Foreword by the Icelandic Human Rights Centre

When reading the HRMI‘s Human Rights in Lithuania 2013-2014: Overview, I was even more convinced that human rights and democracy are really two sides of the same coin as well as reminded of the universality of human rights. An important test of a genuine democracy, for example, is how it treats its’ minorities – the importance of a firm commitment to democratic values, human rights and protecting minorities cannot be stressed enough. Therefore, it is important to mainstream human rights into all government action plans and work processes as well as to include them in all educational activities and school curricula from an early age.

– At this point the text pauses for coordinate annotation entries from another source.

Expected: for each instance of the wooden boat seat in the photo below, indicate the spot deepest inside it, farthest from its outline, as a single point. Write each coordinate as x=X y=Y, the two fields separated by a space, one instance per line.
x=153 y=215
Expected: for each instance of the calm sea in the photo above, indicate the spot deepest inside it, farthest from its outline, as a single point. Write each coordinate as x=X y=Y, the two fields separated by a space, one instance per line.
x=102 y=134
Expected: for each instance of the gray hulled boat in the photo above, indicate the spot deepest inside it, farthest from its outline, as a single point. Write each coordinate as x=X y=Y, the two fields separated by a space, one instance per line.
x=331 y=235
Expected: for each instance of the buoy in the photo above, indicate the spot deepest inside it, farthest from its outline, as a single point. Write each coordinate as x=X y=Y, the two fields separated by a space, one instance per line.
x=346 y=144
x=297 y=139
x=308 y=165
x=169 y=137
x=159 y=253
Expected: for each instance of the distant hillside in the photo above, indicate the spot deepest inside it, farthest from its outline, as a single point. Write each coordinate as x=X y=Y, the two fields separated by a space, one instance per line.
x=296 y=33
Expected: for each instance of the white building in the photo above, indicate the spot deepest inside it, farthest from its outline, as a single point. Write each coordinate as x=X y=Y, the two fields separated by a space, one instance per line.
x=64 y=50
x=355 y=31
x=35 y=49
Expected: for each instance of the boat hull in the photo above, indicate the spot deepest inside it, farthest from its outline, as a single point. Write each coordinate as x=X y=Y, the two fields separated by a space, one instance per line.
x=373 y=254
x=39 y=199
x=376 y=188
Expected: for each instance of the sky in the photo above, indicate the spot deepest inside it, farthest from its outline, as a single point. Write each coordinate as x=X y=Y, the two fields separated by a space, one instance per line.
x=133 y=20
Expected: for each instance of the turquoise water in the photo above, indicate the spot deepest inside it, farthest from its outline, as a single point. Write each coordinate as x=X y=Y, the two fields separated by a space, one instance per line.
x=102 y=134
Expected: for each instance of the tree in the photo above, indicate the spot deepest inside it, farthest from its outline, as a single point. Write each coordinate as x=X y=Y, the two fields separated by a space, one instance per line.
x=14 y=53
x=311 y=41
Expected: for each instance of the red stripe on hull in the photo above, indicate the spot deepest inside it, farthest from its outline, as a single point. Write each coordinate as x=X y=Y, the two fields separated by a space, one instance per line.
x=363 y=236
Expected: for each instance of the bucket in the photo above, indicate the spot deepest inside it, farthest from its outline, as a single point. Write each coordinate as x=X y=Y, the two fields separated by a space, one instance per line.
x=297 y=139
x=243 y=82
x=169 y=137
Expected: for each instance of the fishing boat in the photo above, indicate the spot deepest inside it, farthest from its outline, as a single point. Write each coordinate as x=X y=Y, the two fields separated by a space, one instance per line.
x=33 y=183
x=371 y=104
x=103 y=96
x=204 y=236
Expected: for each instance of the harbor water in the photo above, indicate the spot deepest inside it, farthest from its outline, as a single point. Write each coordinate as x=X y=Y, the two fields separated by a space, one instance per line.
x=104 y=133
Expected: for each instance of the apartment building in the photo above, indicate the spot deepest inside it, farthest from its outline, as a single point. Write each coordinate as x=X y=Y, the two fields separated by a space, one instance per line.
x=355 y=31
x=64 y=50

 Education on discrimination against different minorities such as immigrants, lesbian, gay and transgender persons, young adults from economically disadvantaged background and religious minorities, as well as understanding the core of human rights, should be the main focus of human rights education. Growing up with knowledge and understanding of human rights means that each person is much more likely to freely and unreservedly assume the responsiblity of respecting the human rights of others. 

 Even if the nations of the World have signed and implemented international human rights conventions, there is still dispute on the nature and essence of human rights, what these rights are, whether they are all equally important and whether they differ between countries or continents, how they should be guaranteed and for whom.

 These questions and reflections can easily be answered; human rights inherent to all human beings, whatever our nationality, place of residence, sex, national or ethnic origin, colour, religion, language, or any other status. We are all equally entitled to our human rights without discrimination and they can not be bought or earned – you enjoy them for the simple reason that you are a human being. Human rights are all interrelated, interdependent and indivisible. And not least important, human rights are universal and inalienable. As stated in Article 1 of the Universal Declaration of Human Rights: “All human beings are born free and equal in dignity and rights.”

 Respect for human rights is the root of a democratic society and also the main characteristics of a harmonious and affluent one. I will go as far as to say that if not for the fact that Iceland, my home country, holds human rights and democratic values in high regard, we would not have recovered as well as we have from the recession that hit us even harder than most other countries.

 We live in a gender equal society (even if there is still work to be done) and a society  which strives to respect the rights of all, which is not least apparent due to the fact that there is always an ongoing and effective dialogue in place, between the Government, NGOs and other relevant stakeholders. When the crisis hit Iceland, the State took care to safeguard the most vulnerable groups in society, by establishing the Wellfare Watch, which monitored the situation of these vulnerable groups. Our strong infrastructure was a crucial factor in our quick economic recovery.

By embarcing human rights and democratic values, a deep consensus may be reached in society which leads to the State no longer having any difficulty with fulfilling their human rights obligations.